Let us create a simple DataFrame with a single column and a single record. This example mimics the Oracle dual table:

l = [('X', )]
df = spark.createDataFrame(l, "dummy STRING")
df.printSchema()
df.show()

Using Spark Functions

Once the DataFrame is created, we can explore various Spark functions. For example, to get the current date, we can use the current_date() function:

from pyspark.sql.functions import current_date

df.select(current_date()).show()

We can also alias the column name for better readability:

df.select(current_date().alias("current_date")).show()

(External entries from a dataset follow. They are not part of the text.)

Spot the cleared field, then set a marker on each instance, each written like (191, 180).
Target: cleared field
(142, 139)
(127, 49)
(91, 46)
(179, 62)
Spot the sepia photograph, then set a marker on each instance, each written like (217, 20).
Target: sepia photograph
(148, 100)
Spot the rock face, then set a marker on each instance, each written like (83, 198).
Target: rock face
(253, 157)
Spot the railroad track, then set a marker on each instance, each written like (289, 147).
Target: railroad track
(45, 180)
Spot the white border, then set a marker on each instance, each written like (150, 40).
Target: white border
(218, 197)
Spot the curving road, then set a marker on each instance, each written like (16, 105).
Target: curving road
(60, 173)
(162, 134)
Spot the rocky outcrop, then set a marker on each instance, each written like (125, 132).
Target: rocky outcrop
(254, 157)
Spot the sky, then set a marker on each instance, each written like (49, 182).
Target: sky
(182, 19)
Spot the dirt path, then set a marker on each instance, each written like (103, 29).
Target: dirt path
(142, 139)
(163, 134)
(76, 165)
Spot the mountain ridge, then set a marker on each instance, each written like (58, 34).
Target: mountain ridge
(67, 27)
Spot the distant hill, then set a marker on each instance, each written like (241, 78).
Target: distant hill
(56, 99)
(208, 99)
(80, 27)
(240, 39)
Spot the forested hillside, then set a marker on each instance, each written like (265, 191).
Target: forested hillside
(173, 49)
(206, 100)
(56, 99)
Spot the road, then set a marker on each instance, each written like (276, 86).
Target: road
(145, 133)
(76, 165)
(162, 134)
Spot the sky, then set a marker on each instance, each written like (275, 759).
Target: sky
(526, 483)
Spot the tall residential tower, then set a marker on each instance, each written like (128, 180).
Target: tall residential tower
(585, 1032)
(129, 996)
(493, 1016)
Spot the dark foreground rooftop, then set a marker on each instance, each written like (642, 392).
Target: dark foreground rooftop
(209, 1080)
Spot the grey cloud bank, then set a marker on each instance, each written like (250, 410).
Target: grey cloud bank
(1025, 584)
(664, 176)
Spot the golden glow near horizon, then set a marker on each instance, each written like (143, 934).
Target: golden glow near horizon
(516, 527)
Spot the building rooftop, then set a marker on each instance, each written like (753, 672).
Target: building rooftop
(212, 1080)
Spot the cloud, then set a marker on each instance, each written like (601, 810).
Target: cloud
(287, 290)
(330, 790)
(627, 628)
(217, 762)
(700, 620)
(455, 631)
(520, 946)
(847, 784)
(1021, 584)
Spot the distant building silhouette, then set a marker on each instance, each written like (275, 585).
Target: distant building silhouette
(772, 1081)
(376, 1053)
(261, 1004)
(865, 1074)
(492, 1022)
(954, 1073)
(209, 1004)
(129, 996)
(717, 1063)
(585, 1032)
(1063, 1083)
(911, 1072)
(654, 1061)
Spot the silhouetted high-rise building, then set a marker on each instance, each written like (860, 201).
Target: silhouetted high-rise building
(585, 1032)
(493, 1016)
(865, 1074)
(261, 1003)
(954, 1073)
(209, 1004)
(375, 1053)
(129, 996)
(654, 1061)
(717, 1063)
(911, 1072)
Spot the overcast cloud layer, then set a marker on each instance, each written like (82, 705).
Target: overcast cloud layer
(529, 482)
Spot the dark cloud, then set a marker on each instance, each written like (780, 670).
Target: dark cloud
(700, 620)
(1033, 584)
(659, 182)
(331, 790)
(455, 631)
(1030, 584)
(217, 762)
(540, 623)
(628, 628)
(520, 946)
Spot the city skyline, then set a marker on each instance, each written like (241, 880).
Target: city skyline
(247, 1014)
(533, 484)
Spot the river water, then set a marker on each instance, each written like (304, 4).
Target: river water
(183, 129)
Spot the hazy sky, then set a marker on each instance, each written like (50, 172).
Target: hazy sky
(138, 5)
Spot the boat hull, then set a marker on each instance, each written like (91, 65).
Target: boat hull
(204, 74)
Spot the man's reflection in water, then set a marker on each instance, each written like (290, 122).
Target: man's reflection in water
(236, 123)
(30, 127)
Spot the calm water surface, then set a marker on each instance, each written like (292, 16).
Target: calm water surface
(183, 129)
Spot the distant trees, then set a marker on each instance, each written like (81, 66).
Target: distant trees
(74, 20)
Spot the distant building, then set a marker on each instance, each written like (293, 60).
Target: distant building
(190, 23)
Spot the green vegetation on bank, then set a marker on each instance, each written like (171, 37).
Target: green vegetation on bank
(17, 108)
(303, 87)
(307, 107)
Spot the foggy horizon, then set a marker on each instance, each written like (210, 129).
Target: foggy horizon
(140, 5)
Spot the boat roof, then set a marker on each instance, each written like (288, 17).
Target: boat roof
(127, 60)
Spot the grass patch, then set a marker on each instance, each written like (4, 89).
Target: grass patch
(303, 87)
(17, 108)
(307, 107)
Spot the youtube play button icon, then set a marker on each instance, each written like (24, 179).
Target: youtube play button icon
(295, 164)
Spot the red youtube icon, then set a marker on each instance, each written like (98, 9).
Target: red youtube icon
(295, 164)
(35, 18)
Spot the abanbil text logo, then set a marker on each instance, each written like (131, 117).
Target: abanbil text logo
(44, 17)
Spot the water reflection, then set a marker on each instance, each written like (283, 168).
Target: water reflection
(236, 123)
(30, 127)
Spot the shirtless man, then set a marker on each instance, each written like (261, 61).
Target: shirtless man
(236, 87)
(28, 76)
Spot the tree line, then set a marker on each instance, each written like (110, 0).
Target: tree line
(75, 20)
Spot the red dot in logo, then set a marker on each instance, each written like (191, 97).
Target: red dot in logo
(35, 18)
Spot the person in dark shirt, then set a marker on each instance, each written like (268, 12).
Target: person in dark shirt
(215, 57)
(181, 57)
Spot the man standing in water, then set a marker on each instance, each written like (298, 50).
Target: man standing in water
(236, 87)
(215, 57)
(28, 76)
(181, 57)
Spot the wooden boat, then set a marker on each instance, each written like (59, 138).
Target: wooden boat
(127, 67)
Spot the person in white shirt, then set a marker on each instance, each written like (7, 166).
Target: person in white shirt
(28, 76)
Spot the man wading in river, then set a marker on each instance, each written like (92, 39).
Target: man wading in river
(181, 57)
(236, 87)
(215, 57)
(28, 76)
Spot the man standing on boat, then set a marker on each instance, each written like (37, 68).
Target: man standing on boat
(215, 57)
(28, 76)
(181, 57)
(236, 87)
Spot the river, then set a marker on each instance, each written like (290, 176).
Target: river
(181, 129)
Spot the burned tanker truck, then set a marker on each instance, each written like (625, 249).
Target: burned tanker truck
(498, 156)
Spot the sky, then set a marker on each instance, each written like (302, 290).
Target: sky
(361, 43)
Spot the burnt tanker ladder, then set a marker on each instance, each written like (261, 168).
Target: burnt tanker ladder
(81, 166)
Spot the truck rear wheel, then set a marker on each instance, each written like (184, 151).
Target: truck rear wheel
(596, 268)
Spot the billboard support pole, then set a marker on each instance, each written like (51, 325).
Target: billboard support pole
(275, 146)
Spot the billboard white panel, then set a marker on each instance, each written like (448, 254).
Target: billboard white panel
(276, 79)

Creating a DataFrame with Employee Data

For a more detailed exploration, let’s create a DataFrame using a collection of employee records. This DataFrame will be used to demonstrate various Spark functions for processing column data.

employees = [
    (1, "Scott", "Tiger", 1000.0, "united states", "+1 123 456 7890", "123 45 6789"),
    (2, "Henry", "Ford", 1250.0, "India", "+91 234 567 8901", "456 78 9123"),
    (3, "Nick", "Junior", 750.0, "united KINGDOM", "+44 111 111 1111", "222 33 4444"),
    (4, "Bill", "Gomes", 1500.0, "AUSTRALIA", "+61 987 654 3210", "789 12 6118")
]

employeesDF = spark.createDataFrame(employees, schema="""employee_id INT, first_name STRING, last_name STRING, salary FLOAT, nationality STRING, phone_number STRING, ssn STRING""")
employeesDF.printSchema()
employeesDF.show(truncate=False)

Watch the video tutorial here

Conclusion

Creating a DataFrame with dummy data in Spark is a fundamental step for exploring various Spark SQL functions. By following this guide, you can set up your Spark context, create simple and complex DataFrames, and perform basic operations to understand how Spark SQL works.